Specifically, the Court Challenges Program provided funding to non-English and non-French speakers in Canada to bring legal suits to court against government policies. Without this funding, minority language groups will struggle to work within the court system and defend their rights. Fraser is concerned that this is a step in the wrong direction for a country that claims to protect minority culture and language.
In particular, there are various aboriginal-language groups spread across the country that have battled for their right to be officially represented along with French and English speakers for years. Despite their existence in North America before European settlers, Aboriginal Canadians have fought for cultural preservation and to have their languages officially recognized. To have the Harper government cut the Court Challenges Program is a stiff slap in the face to campaigners of minority language rights in this country.
I guess the real question is, is it any surprise that the Conservative government doesn’t feel obligated to think about non-anglophone Canada?
An annotated version of the Official Languages Act is available at http://www.ocol-clo.gc.ca/archives/op_ap/act_loi/ola_llo_annot/ola_llo_annot_e.htm
In Foreign News: Hillary Clinton has officially made her bid for the U.S. presidency and Bill is backing her all the way
Fox News announced (1) in January that Senator Hillary Clinton was entering the race for the U.S. presidency. It’s been a long time coming and over the past months the American (and worldwide) public has wondered how large a role Bill Clinton will play in her campaign. Although he’s been relatively silent on the issue so far, the magic of YouTube has brought forth his own personal promotional message (http://www.youtube.com/watch?v=q9U0ZNteqdw) for his Democratic wife.
The Guardian (2) notes the decision of Hillary to include Bill in her campaign as a move away from the failure of the last Clinton-administration official to deny such help and then lose a presidential campaign: Al Gore. In the years following his impeachment trial, Bill Clinton has kept away from the political limelight, presumably because the controversy over his personal life would overshadow his two-term tenure as leader of his country. Apparently, Hillary has decided that 10 years is a sufficient amount of time for the stigma of the Clinton Oval Office to subside and for her husband to show his face as the most recent successful Democratic presidential candidate.
Aside from Bill’s backing, Hillary boasts the hopes of an entire population of Democratic women as she continues to move ahead in the race for Democratic candidate. It will be an interesting party election in terms of minority votes, though, since Hillary is up against two other candidates representing the black and Hispanic American populations. It looks like the Democrats are tired of playing Republican campaign games and are moving back into their own territory.

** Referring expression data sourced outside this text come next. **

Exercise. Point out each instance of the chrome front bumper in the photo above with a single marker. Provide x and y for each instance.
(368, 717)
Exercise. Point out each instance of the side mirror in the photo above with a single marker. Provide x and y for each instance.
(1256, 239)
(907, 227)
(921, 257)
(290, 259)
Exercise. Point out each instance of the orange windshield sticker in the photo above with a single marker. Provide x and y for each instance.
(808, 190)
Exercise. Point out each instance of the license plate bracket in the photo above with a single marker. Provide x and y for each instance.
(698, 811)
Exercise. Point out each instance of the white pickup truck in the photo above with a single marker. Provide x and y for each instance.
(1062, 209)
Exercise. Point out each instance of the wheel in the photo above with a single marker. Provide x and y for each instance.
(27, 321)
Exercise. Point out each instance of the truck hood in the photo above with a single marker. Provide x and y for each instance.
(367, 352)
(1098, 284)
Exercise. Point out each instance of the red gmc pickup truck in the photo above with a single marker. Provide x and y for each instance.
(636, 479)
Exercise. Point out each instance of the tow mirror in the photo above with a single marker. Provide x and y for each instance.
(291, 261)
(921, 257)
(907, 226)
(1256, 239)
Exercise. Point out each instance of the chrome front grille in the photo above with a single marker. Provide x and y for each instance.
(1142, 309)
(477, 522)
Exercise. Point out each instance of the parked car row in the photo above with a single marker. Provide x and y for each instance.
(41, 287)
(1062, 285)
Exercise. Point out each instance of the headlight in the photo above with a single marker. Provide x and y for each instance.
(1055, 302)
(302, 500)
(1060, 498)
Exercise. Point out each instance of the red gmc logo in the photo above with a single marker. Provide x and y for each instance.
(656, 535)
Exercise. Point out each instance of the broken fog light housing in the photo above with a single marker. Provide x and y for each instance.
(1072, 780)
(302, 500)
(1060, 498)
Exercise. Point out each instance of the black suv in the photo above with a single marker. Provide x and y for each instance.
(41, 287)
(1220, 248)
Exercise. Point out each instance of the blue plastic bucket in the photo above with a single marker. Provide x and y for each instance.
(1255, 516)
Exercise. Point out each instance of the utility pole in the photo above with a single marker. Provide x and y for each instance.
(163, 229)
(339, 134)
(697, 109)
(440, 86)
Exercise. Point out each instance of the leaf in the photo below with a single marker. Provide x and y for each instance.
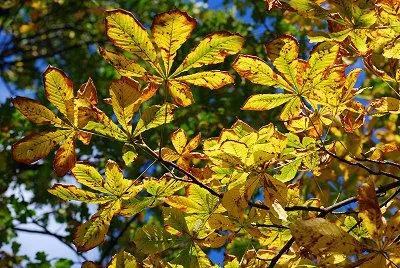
(369, 210)
(261, 102)
(209, 79)
(36, 112)
(384, 106)
(152, 239)
(127, 67)
(212, 49)
(179, 140)
(65, 157)
(288, 171)
(129, 153)
(122, 259)
(125, 99)
(176, 219)
(283, 53)
(170, 30)
(71, 192)
(116, 184)
(127, 33)
(154, 116)
(181, 93)
(320, 236)
(38, 145)
(58, 88)
(133, 206)
(89, 176)
(106, 127)
(165, 186)
(88, 92)
(93, 232)
(258, 72)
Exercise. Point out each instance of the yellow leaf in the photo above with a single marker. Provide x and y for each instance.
(65, 157)
(212, 49)
(209, 79)
(154, 116)
(169, 154)
(235, 148)
(384, 106)
(58, 88)
(88, 92)
(261, 102)
(125, 99)
(235, 200)
(221, 222)
(170, 30)
(93, 232)
(106, 127)
(213, 240)
(127, 67)
(38, 145)
(179, 140)
(180, 92)
(71, 192)
(323, 56)
(259, 72)
(165, 186)
(129, 153)
(90, 177)
(283, 53)
(291, 109)
(36, 112)
(122, 259)
(116, 184)
(369, 210)
(127, 33)
(320, 236)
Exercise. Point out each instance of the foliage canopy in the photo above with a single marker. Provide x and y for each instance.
(313, 183)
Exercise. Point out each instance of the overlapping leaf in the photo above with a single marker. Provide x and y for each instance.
(169, 31)
(77, 111)
(183, 148)
(114, 191)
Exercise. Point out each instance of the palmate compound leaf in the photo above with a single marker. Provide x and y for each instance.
(169, 30)
(114, 191)
(297, 77)
(183, 148)
(76, 110)
(122, 259)
(319, 236)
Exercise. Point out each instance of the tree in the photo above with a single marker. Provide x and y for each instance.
(316, 183)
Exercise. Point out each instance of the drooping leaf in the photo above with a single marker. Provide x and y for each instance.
(65, 158)
(38, 145)
(369, 210)
(181, 93)
(209, 79)
(170, 30)
(154, 116)
(152, 239)
(212, 49)
(71, 192)
(122, 259)
(93, 232)
(320, 236)
(127, 33)
(36, 112)
(261, 102)
(58, 88)
(125, 99)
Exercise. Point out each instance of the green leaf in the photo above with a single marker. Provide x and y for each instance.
(154, 116)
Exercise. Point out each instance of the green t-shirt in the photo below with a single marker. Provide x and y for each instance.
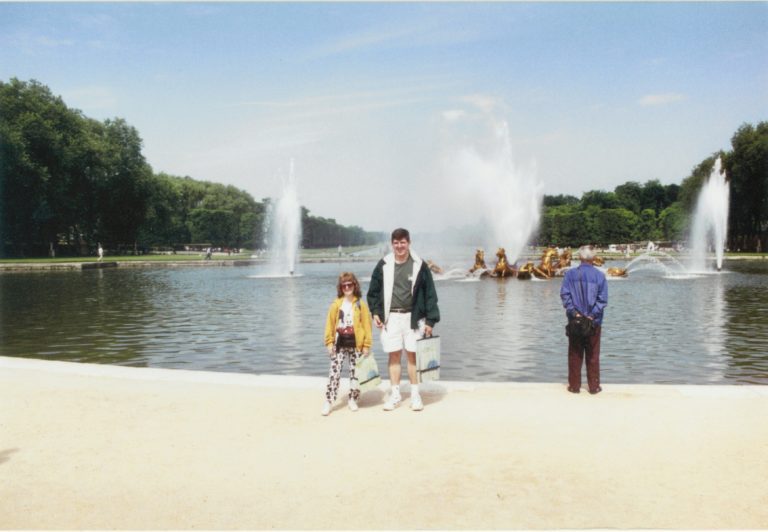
(401, 291)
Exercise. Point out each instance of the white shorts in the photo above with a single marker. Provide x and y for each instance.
(398, 335)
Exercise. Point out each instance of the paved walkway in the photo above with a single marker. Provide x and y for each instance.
(102, 447)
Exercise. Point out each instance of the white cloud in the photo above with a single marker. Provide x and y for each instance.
(661, 99)
(91, 98)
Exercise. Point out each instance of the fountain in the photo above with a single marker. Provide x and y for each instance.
(710, 221)
(485, 178)
(283, 229)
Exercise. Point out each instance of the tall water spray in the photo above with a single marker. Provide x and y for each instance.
(283, 229)
(505, 197)
(710, 221)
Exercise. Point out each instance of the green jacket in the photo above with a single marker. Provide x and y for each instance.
(422, 287)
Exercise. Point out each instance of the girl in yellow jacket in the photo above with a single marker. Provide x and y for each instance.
(348, 334)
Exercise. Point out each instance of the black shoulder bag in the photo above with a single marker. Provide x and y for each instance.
(580, 326)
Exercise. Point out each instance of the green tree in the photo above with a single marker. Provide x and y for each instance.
(747, 169)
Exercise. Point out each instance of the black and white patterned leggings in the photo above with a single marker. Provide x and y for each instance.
(334, 376)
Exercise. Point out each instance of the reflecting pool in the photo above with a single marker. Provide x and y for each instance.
(691, 329)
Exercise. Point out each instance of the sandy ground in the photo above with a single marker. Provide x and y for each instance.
(101, 447)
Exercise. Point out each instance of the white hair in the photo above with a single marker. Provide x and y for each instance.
(586, 253)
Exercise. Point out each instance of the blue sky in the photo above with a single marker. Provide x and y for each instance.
(373, 101)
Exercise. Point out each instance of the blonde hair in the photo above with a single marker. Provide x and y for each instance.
(346, 277)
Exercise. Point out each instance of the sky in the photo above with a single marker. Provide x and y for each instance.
(423, 115)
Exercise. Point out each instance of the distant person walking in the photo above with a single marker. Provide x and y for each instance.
(403, 301)
(584, 292)
(348, 334)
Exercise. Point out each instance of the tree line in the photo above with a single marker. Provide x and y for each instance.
(69, 182)
(639, 212)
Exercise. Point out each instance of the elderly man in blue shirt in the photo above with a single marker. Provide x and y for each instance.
(585, 293)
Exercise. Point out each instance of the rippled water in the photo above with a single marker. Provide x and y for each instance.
(696, 329)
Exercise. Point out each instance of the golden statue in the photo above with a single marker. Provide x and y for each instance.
(479, 261)
(525, 271)
(546, 268)
(503, 269)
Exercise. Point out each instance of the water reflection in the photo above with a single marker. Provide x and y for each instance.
(698, 329)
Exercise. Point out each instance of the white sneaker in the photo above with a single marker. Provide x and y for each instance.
(416, 402)
(393, 401)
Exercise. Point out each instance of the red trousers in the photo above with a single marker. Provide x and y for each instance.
(577, 348)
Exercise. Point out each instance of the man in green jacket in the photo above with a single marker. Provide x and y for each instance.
(403, 301)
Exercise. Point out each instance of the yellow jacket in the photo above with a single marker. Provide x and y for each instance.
(361, 320)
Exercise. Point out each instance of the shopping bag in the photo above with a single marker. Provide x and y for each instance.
(428, 359)
(366, 373)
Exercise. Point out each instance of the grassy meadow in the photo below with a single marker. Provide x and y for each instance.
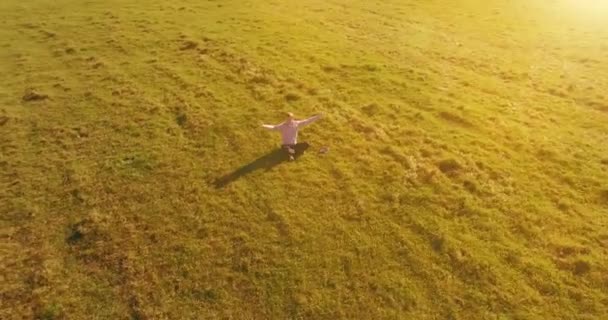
(466, 177)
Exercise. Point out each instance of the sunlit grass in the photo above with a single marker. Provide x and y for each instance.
(459, 171)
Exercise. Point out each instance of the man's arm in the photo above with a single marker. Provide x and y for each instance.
(309, 120)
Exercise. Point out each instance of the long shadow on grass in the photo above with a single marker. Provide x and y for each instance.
(268, 161)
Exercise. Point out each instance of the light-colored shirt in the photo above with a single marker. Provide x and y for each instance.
(289, 128)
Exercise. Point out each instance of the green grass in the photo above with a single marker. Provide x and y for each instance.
(466, 178)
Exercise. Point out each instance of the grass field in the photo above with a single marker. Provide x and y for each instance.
(466, 178)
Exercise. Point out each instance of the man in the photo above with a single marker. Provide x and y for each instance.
(289, 132)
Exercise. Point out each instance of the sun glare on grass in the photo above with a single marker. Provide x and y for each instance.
(589, 9)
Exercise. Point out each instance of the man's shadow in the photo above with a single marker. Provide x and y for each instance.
(267, 162)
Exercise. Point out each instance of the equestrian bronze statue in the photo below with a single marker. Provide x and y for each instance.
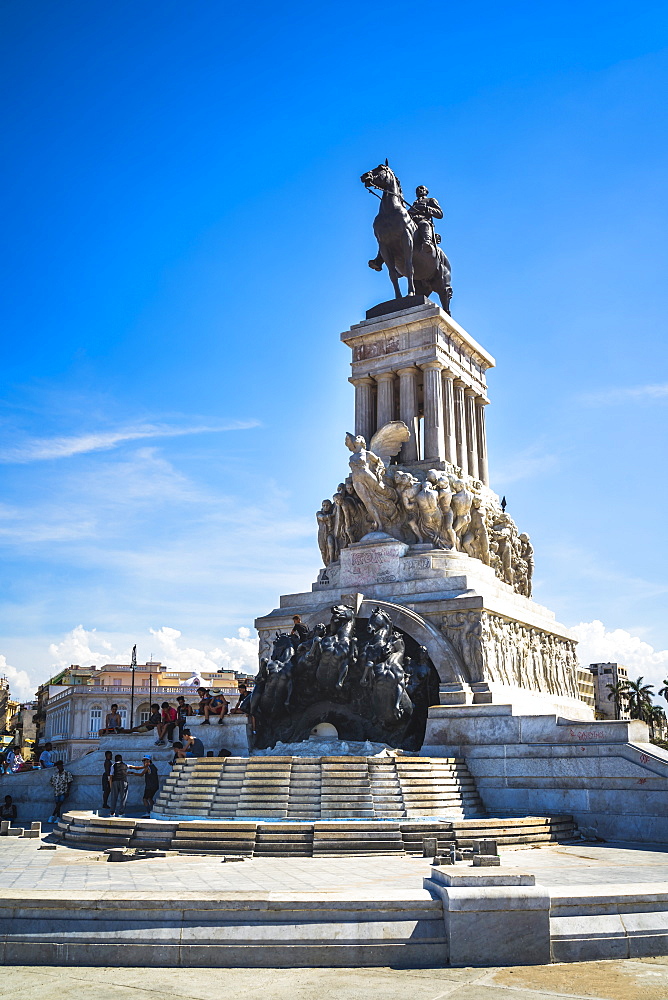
(407, 240)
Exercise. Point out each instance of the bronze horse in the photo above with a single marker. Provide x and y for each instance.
(426, 268)
(383, 657)
(273, 686)
(331, 654)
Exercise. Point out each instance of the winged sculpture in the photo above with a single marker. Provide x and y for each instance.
(368, 469)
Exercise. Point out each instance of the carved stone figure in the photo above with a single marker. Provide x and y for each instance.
(408, 247)
(476, 540)
(373, 487)
(439, 508)
(502, 533)
(430, 516)
(441, 483)
(527, 555)
(326, 532)
(408, 487)
(464, 629)
(509, 652)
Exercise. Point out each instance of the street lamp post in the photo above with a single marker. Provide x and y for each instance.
(132, 690)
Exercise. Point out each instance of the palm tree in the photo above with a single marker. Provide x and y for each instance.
(618, 692)
(655, 717)
(639, 696)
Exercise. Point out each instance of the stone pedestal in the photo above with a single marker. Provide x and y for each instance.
(488, 643)
(492, 919)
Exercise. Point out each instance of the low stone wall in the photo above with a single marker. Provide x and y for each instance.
(605, 774)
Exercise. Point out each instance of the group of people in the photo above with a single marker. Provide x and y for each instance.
(13, 762)
(164, 718)
(115, 773)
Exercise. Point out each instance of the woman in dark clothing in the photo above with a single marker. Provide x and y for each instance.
(118, 781)
(151, 783)
(106, 774)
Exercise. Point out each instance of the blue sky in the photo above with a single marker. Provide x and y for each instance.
(185, 236)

We all remember the last U.S. election; despite the will of most of the world for the Democrats to beat out a second term for George W. Bush, the party simply seemed to have a watery platform based largely on not being Republicans. Bringing in the minority candidates seems to be the most Democratic thing the Democrats have done in a long time. The party hopes that the return of both Clintons to the political scene will mark a return to popularity.